期待したものはどんなものだったのか、満足や不満はどこか、通信制高校の生徒と保護者約3,600名へのアンケート調査の結果から見てみます。
このアンケートは、2014年12月に新しい学校の会が発表した『通信制高校生徒・保護者アンケート調査報告書』(調査期間2014年9月~10月)によるものです。報告書は、18校の私立通信制高校に在籍している生徒2,468名、保護者1,186名、合わせて3,654名からの回答をもとにしています。
生徒以上に高い保護者の「高卒」への期待感
通信制高校への期待のトップは「高卒資格が確実にとれる」
私は、通信制高校進学を考えている人が集まる合同相談会で来場者からの相談を受けているのですが、通信制を選ぶ最初の動機は、せめて高校だけは卒業したい、させたいという切羽詰まった場合もあります。「中学は不登校だったが、高校だけは卒業したほうがいいから」「入学した高校を辞めようと思うが、中退のままだと社会でやっていけないから」など、将来のことまで考えると、保護者のほうが、高卒資格の必要性をより強く感じるのだと思います。
入学時は期待度の低い「友だち」
「高卒資格が確実にとれる」に次ぐ入学時に期待したことは、生徒と保護者では異なる結果になりました。生徒は、「登校日の組み立てができる(41%)」「自由時間が増える(36%)」「登校日が少ない(35%)」「先生が親しみやすそう(33%)」「厳しい規則がない(33%)」がベスト5。
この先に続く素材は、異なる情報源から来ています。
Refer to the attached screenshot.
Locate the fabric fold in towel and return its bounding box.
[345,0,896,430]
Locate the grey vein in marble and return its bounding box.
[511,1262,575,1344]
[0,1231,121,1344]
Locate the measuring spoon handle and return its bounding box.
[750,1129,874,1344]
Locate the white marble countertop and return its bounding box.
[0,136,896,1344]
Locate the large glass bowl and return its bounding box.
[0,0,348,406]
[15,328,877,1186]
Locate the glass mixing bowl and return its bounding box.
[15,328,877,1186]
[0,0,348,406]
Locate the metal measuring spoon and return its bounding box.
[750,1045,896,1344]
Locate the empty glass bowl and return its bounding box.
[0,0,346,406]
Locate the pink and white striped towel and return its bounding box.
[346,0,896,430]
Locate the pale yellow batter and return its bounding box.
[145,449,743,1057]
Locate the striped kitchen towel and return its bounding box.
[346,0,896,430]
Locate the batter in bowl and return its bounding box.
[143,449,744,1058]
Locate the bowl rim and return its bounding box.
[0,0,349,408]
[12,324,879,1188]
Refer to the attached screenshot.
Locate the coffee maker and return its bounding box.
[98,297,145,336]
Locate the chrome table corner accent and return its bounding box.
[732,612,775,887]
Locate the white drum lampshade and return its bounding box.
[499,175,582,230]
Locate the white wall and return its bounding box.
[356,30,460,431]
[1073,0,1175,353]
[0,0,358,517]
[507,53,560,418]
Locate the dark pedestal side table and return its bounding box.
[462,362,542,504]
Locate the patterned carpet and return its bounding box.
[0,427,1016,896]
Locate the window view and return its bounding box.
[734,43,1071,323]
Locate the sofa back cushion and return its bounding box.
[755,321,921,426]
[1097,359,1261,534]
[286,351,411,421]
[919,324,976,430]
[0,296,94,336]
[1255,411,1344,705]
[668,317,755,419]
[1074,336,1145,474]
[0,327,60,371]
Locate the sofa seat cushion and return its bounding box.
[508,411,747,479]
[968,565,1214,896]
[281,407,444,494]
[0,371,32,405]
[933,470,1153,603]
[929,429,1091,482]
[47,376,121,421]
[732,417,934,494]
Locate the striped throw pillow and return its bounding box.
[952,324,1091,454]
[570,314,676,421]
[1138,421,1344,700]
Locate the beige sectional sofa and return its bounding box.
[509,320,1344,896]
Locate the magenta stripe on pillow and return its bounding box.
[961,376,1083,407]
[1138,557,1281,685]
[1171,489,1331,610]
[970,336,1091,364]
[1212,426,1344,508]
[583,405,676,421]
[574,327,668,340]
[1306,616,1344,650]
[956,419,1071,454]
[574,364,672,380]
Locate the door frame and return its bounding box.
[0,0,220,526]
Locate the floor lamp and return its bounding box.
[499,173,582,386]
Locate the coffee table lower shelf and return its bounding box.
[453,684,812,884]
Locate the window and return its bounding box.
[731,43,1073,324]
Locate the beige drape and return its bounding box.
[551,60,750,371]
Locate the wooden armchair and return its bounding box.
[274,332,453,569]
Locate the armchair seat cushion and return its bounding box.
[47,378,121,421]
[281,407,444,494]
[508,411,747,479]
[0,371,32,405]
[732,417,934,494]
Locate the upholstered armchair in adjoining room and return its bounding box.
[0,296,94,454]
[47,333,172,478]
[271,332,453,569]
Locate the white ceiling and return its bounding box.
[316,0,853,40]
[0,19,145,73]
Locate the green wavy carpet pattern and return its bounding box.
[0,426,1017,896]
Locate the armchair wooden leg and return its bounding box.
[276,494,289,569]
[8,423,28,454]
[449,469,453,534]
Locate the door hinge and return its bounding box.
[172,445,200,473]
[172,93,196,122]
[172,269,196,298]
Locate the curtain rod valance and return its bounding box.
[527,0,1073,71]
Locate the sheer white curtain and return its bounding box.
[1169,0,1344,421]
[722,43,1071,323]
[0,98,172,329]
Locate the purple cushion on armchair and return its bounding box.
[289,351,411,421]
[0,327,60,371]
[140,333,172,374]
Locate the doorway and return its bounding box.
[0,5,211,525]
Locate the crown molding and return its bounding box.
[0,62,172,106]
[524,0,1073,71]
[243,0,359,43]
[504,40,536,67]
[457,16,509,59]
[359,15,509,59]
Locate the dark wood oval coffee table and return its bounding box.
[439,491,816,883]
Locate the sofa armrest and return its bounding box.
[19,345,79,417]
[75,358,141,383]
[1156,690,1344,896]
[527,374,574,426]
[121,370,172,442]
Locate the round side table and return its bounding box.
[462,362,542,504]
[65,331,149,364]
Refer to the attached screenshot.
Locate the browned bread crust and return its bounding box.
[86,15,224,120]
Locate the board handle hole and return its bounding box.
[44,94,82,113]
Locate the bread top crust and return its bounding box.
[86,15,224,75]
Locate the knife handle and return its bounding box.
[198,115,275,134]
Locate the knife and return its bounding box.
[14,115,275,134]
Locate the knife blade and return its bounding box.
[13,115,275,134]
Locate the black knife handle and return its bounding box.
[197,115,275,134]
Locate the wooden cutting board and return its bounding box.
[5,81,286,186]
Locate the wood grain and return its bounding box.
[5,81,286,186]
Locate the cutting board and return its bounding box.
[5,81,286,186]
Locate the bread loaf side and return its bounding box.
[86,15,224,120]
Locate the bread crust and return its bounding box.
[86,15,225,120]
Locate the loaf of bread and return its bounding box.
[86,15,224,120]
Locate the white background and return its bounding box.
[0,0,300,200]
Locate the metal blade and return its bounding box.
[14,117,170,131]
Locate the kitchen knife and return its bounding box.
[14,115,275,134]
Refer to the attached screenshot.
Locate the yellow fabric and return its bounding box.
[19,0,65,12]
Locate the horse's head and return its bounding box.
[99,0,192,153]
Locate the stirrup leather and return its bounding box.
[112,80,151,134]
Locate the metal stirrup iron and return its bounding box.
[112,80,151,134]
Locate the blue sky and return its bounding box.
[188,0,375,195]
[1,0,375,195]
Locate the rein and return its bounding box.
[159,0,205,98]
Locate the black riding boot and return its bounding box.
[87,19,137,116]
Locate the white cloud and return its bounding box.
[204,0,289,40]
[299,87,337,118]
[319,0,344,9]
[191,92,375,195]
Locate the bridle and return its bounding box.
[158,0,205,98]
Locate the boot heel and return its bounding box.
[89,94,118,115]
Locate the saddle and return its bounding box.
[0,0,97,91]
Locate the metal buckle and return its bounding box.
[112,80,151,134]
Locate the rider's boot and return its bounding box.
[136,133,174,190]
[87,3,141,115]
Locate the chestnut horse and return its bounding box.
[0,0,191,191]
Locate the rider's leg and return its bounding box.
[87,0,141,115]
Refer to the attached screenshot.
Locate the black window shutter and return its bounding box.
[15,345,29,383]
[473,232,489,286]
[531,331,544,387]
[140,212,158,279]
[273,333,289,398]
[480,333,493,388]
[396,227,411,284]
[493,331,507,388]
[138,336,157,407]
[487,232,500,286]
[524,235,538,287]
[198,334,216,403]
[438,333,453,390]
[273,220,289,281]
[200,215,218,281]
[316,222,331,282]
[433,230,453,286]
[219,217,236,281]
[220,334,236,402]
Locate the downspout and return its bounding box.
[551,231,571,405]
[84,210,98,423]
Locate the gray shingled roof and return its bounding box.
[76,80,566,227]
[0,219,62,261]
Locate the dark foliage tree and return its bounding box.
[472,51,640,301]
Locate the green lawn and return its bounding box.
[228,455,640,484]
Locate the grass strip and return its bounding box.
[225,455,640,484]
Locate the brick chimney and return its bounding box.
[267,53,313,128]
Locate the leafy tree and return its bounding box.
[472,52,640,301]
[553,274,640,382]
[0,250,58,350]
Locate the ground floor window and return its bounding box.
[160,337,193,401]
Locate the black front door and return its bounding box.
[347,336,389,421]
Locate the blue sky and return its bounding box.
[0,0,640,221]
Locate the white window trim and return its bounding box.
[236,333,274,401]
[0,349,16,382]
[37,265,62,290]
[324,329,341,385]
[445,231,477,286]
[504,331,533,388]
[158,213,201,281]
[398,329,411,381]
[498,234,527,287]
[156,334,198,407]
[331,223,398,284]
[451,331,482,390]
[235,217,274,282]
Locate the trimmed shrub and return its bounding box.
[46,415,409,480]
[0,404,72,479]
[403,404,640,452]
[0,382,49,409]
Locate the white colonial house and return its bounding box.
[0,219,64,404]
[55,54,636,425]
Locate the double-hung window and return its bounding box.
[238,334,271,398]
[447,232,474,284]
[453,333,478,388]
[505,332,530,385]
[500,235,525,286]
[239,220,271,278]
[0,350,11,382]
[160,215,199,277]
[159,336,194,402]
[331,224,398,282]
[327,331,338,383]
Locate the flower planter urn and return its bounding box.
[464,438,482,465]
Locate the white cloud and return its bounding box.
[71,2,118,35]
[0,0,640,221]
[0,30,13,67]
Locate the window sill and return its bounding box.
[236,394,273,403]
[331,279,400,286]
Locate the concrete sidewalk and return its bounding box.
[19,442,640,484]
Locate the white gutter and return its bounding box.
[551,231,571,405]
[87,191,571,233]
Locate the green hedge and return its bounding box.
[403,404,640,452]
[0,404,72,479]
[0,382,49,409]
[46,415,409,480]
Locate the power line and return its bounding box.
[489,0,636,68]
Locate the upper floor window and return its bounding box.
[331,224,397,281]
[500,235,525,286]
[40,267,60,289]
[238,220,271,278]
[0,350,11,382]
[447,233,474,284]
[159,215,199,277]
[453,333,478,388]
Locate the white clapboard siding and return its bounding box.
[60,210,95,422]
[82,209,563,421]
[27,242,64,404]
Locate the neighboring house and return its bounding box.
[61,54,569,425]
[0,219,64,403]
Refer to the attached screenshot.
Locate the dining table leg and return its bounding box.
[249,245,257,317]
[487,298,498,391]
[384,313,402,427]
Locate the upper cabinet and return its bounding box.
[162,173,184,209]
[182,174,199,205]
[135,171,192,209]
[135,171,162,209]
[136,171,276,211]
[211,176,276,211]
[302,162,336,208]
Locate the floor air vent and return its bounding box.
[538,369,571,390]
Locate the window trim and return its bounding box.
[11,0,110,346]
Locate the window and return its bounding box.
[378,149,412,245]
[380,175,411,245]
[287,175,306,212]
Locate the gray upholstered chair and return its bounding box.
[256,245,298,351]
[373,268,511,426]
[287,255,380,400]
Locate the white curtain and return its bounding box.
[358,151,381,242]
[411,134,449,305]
友だちができたから学校が楽しくなったという声は、高校生と話していると必ず聞くのですが、入学時の期待では「友だちがつくれそう(19%)」は意外にも低く、むしろできるかどうかわからないという“不安感”が高かったようです。いじめや人間関係でいやな思いをしている場合には、入学時は、あえて友だちをつくらないつもりだったという人は少なくありません。
保護者では、「不登校経験者への配慮(52%)」「子どものペースで学校生活の組み立て(45%)」「先生が親しみやすそう(41%)」「個人指導、少人数制(34%)」がベスト5。
不登校経験者への配慮が高い期待を持たれているのは、入学者に占める不登校経験者の割合が約6割と高いことからもうなずけるのですが、生徒の回答は28%と保護者ほどには高くなっていません。生徒にとっては、登校日の組み立てができ、登校日を少なくすることができるなど通信制の仕組みが不登校への配慮になっているのだと思われます。